Abstraction layers like those provided by AWS and other cloud providers handle transfer method selection (libfabric, UCCL, GPUDirect Storage) [19], but tensor layout decisions ultimately determine transfer efficiency. Layouts that minimize per-tensor metadata and enable streaming transfers without intermediate buffering perform best on consumer hardware with limited auxiliary memory.

Practical Considerations for Consumer GPU Deployment

Consumer GPUs present distinct constraints compared to enterprise accelerators. Limited memory (8-24 GB vs 40-80 GB on data center GPUs) restricts batch sizes during prefill and forces aggressive KV cache quantization or eviction strategies. Disaggregation can partially mitigate this by separating compute demands: prefill can operate with smaller batches while decode focuses on throughput [3][8].

Memory fragmentation becomes problematic with disaggregated pipelines, as prefill allocates large temporary buffers for batch processing while decode maintains persistent KV caches. Kernel fusion reduces intermediate allocations, while careful memory pooling strategies prevent fragmentation [11][14].

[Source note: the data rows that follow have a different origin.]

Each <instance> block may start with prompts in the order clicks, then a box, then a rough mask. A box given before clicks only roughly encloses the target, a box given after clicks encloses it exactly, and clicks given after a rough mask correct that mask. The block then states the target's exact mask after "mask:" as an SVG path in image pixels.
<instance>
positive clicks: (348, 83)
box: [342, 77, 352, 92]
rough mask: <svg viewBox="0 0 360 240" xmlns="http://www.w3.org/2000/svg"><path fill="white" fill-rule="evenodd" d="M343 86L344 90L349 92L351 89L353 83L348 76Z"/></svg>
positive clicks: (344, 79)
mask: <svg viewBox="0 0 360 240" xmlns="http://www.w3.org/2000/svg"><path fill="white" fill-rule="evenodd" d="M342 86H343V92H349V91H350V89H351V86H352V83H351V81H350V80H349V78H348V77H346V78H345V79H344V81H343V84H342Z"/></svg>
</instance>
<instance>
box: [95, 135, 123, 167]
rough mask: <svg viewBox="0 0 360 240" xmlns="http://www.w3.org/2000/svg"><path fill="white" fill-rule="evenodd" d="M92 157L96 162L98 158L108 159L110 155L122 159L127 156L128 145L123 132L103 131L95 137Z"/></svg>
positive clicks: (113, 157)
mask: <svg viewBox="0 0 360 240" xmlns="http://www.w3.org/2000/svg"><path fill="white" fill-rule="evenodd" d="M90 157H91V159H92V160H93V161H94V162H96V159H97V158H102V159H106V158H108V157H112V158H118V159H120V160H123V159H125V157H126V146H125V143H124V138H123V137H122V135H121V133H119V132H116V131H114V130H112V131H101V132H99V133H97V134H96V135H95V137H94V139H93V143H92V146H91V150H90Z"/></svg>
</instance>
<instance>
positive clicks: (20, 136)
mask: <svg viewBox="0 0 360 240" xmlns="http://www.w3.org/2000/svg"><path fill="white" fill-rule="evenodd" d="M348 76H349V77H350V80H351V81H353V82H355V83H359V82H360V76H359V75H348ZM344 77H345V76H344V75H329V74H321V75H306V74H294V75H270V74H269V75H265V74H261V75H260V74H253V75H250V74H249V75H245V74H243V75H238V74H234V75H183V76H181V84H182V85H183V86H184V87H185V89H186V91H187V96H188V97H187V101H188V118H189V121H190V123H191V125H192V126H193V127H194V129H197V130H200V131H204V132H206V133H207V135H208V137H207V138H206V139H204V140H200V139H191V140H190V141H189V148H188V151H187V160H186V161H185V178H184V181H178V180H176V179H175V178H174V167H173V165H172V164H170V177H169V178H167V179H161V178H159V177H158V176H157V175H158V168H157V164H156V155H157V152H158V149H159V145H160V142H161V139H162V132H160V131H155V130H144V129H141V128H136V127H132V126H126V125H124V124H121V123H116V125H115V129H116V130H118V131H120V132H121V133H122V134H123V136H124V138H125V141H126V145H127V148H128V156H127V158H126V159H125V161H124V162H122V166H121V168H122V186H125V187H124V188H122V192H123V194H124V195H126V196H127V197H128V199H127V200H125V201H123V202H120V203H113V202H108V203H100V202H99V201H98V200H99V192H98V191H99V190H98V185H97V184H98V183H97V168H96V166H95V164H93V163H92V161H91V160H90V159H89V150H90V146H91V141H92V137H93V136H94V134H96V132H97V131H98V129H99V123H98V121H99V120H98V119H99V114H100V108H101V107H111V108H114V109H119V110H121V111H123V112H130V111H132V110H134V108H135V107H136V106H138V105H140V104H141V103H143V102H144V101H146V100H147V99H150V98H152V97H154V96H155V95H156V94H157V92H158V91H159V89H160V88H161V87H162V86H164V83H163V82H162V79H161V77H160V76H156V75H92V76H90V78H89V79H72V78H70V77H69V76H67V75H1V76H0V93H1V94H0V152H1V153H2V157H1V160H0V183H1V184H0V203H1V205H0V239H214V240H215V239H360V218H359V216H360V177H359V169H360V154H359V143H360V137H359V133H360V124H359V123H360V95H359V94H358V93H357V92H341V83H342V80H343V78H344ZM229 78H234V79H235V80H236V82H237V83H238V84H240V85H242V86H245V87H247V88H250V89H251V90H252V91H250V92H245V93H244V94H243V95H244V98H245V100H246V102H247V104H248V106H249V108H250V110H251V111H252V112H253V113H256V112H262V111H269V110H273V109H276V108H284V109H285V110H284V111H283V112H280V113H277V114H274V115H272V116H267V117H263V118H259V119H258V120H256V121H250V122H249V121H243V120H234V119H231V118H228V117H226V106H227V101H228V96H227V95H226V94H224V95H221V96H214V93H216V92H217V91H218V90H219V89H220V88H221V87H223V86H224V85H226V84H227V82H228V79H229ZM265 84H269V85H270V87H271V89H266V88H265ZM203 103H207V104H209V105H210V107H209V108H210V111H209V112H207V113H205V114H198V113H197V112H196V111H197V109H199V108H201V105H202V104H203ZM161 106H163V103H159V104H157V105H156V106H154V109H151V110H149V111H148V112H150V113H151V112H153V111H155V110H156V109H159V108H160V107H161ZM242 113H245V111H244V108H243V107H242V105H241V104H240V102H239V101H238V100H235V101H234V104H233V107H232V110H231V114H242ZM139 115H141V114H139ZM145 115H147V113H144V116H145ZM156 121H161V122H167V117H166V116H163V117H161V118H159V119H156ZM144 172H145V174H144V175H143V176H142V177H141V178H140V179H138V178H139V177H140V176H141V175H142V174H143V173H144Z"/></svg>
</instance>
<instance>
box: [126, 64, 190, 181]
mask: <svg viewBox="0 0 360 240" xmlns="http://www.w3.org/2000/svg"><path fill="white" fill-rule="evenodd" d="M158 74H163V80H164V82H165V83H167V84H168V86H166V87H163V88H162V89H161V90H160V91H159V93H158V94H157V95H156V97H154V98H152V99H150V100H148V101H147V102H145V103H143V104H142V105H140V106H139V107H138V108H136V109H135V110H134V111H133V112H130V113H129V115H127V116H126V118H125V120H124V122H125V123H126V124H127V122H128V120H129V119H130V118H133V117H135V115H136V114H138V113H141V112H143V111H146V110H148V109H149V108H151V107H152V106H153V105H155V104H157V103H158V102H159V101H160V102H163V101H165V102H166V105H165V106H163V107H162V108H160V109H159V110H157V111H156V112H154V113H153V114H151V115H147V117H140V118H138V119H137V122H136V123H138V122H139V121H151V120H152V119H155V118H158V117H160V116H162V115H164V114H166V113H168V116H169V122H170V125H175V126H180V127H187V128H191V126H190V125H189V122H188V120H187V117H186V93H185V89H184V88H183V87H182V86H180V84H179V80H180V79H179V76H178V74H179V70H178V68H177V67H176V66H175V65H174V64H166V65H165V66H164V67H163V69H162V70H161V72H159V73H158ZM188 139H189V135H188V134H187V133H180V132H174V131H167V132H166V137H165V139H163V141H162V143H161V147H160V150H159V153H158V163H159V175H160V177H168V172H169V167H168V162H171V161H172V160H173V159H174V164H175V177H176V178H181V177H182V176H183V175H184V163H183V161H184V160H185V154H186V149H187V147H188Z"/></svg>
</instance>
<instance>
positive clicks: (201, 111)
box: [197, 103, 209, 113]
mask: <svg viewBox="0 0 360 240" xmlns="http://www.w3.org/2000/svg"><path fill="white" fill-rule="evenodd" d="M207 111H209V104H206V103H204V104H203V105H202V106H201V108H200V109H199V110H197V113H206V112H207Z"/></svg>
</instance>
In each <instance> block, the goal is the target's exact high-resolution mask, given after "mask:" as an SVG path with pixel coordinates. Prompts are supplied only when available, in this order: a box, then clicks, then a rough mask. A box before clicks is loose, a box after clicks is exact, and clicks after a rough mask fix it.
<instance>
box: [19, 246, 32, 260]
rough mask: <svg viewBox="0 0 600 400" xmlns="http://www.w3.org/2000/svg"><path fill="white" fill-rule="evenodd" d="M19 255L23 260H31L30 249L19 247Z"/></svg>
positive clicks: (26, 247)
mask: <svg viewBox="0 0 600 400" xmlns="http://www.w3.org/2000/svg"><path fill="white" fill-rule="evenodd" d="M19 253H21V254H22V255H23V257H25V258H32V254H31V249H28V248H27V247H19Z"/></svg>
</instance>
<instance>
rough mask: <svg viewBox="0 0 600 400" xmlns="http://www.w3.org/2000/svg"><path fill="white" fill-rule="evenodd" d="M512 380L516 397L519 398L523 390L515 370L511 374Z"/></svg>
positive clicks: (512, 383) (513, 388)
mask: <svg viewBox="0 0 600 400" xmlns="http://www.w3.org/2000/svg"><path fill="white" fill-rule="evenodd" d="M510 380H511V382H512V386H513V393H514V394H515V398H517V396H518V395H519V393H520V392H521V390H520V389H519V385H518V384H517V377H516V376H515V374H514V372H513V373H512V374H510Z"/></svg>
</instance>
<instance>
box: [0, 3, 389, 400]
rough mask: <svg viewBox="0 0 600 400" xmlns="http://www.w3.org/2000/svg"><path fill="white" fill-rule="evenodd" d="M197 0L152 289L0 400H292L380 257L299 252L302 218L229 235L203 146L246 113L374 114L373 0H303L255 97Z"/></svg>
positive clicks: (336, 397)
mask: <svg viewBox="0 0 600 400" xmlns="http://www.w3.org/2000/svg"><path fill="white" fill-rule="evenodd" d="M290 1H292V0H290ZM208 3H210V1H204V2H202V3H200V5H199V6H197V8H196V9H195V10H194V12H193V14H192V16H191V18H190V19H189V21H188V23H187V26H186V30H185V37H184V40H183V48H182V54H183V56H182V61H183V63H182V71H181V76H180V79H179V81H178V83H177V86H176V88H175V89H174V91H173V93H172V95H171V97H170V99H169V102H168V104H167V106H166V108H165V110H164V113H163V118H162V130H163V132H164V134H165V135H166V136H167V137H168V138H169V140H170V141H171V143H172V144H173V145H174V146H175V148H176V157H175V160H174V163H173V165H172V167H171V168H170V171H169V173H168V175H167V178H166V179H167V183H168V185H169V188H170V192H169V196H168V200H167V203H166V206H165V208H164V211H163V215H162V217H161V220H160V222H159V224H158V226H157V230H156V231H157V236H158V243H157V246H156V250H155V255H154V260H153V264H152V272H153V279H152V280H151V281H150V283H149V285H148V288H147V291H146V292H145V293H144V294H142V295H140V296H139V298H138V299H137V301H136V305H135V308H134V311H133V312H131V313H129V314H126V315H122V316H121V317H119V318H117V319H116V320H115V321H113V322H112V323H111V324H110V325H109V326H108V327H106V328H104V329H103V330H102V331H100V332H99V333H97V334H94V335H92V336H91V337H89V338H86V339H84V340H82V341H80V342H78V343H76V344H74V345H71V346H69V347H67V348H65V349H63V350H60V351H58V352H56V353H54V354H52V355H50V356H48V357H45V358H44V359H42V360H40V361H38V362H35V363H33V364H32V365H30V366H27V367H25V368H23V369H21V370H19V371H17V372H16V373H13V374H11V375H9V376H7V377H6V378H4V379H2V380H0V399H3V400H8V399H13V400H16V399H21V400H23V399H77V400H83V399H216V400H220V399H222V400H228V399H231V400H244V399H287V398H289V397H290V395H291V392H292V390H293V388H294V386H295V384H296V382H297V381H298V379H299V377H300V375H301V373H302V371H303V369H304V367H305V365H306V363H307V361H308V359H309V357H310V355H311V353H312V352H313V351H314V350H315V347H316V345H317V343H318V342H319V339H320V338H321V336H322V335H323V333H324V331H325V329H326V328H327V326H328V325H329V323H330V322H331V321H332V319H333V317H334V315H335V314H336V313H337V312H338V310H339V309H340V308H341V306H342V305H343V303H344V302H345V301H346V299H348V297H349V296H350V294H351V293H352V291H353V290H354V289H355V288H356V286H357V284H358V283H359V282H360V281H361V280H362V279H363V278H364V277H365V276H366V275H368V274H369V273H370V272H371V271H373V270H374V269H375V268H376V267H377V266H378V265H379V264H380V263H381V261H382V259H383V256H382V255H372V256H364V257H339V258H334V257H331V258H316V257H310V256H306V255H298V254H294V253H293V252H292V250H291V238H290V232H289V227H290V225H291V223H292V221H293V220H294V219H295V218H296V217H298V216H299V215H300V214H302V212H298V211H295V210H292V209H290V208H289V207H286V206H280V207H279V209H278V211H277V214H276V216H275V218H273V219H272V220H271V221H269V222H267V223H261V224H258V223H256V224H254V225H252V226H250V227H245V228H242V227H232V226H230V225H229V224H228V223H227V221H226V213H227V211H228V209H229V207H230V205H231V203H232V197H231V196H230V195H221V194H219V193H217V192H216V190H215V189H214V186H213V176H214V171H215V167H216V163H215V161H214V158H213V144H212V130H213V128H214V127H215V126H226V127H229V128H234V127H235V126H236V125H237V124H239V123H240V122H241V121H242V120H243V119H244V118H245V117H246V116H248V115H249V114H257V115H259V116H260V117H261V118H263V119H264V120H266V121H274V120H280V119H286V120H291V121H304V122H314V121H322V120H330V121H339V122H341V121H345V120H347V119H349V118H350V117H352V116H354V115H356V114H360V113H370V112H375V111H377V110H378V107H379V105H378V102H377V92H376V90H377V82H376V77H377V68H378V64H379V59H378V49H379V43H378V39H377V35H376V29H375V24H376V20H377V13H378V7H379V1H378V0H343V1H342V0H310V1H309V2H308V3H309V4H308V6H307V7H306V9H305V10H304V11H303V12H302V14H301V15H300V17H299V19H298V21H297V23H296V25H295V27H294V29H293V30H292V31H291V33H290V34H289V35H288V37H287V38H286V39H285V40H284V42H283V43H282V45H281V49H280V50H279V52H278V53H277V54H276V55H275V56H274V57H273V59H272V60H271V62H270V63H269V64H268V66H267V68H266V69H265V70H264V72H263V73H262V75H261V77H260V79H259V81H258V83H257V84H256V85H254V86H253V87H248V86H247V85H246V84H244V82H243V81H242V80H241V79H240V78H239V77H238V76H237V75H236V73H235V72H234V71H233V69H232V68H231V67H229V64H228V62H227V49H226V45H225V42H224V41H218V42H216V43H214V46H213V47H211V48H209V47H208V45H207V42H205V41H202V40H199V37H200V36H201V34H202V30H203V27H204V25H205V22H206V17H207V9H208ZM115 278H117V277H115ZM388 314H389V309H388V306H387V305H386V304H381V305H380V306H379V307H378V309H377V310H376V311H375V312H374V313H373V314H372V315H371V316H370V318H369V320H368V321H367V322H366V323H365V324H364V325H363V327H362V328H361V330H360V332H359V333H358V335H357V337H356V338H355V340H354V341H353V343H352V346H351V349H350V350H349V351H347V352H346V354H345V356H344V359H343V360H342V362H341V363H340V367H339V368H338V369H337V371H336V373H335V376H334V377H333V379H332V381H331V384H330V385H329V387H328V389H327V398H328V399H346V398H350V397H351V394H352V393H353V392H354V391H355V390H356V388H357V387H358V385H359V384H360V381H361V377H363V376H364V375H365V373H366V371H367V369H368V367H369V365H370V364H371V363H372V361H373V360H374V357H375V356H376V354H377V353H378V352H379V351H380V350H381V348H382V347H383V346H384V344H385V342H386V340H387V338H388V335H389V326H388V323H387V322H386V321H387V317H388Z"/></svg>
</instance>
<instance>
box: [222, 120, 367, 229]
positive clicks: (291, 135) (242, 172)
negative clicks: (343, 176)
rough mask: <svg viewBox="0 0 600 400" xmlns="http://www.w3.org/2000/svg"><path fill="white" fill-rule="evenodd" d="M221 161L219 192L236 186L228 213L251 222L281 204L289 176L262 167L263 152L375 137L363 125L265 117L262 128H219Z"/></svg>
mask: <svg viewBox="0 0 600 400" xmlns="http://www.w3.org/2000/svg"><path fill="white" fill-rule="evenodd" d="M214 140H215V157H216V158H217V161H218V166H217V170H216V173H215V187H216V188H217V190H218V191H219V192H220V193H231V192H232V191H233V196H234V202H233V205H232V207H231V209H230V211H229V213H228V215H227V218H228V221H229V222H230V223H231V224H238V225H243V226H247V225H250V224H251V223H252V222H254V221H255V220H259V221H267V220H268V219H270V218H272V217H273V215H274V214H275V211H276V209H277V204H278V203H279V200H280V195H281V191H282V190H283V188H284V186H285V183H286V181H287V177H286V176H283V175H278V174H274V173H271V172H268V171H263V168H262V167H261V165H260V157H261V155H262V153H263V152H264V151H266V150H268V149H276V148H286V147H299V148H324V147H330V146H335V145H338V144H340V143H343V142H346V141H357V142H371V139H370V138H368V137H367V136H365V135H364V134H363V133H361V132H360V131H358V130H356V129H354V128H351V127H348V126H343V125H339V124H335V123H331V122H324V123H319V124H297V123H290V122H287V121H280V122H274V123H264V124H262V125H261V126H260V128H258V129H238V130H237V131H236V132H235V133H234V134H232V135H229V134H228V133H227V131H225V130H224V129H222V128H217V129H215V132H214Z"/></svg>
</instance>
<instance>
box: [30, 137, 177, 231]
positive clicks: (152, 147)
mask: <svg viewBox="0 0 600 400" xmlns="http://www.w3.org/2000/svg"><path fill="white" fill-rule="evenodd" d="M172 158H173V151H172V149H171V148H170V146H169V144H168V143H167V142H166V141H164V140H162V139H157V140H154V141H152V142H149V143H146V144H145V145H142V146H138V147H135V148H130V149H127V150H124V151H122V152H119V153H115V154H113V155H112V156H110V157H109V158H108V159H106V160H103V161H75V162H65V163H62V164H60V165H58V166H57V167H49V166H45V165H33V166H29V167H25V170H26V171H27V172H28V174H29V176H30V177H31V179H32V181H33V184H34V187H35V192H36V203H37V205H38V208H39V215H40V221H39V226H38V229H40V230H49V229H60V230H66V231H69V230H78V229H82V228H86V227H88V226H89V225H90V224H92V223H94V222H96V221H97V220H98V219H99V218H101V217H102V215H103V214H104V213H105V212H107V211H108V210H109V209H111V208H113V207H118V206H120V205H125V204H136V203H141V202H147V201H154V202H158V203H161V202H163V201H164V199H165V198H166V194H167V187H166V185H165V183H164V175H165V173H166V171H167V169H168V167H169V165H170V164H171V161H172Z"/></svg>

Power constraints on consumer systems are less severe than thermal constraints. Kernel fusion and optimized cache utilization reduce memory bandwidth demand, lowering overall power consumption and enabling sustained high-frequency operation without thermal throttling.

Conclusion

Tensor layout optimization for prefill-decode disaggregation on consumer GPUs requires a multifaceted approach: careful layout design that serves both phases, aggressive kernel fusion to reduce memory pressure, cache-aware scheduling that exploits limited on-chip resources, and dynamic kernel scheduling that balances computational phases [10][17][18]. The fundamental asymmetry between compute-intensive prefill and memory-intensive decode justifies disaggregation, while hardware awareness ensures that the inherent optimization potential translates to measurable performance improvements despite consumer GPU constraints.